A study examined pancreatic tissue from 7 type 2 diabetes patients on incretin-based drugs, 6 without the drugs, 11 without diabetes, and 9 brain-dead organ donors. It found no significant differences in beta-cell or alpha-cell area, replication rates, or acinar and duct cell replication between groups. Insulin-positive duct cells were more common in incretin-treated patients and organ donors, while rare, low-grade pancreatic lesions were slightly more frequent in the incretin group.
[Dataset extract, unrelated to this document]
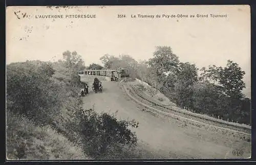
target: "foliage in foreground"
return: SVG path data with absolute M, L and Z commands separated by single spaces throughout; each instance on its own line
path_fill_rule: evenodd
M 160 90 L 181 108 L 240 123 L 251 123 L 251 100 L 242 92 L 245 73 L 233 61 L 228 60 L 224 67 L 214 65 L 199 69 L 194 64 L 180 61 L 166 46 L 157 46 L 147 61 L 138 62 L 128 55 L 108 54 L 100 59 L 106 68 L 130 68 L 136 78 Z
M 76 52 L 63 55 L 64 60 L 54 63 L 36 61 L 7 65 L 7 112 L 12 114 L 7 116 L 10 156 L 14 153 L 11 149 L 17 147 L 13 145 L 16 137 L 18 143 L 26 139 L 30 145 L 25 159 L 122 156 L 116 155 L 116 151 L 125 152 L 123 147 L 126 147 L 129 151 L 137 143 L 135 134 L 127 128 L 132 122 L 117 121 L 93 110 L 83 113 L 78 95 L 82 82 L 77 72 L 83 68 L 83 61 Z M 68 150 L 72 144 L 82 148 L 83 153 L 80 149 Z M 28 154 L 32 152 L 36 154 Z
AI summary of the abstract below.

JournalDiabetes Obes Metab, 2016
Citations15
Relative citation ratio0.56
NIH percentile32
Molecules

Abstract

AIMS: Incretin-based therapies have been associated with an increased risk of pancreatitis. Recently, various histological abnormalities have been reported in human pancreatic tissue from brain-dead organ donors who had been exposed to incretin-based drugs. In the present study we examined pancreatic tissue collected at surgery. METHODS: Human pancreatic tissue from 7 type 2-diabetic patients treated with incretin-based drugs (type 2-I), 6 diabetic patients without incretin treatment (type 2-NI), 11 patients without diabetes (no diabetes group) and 9 brain-dead organ donors (BDOD group) was examined. RESULTS: Fractional beta-cell area was reduced in the type 2-NI group compared to the group without diabetes (P < .05), but there was no difference compared to the type 2-I patients. Alpha-cell area (P = .30), beta-cell replication (P = .17) and alpha-cell replication (P = .91) were not different. There were also no differences in acinar cell (P = .13) and duct cell replication (P = .099). Insulin-positive duct cells were more frequent in the type 2-I and the BDOD groups (P = .034). No co-expression of insulin and glucagon was detected. Pancreatic intraepithelial neoplasia (PanIN) lesions were very rare, all low-grade (PanIN 1a and 1b) and tended to occur more frequently in the type 2-I group (P = .084). CONCLUSIONS: The present results did not reveal marked histological abnormalities in the pancreas of incretin-treated patients with type 2 diabetes. Low numbers of specimens available and a large inter-individual variability of the findings warrant caution regarding the interpretation of histological data concerning drug effects on the human pancreas.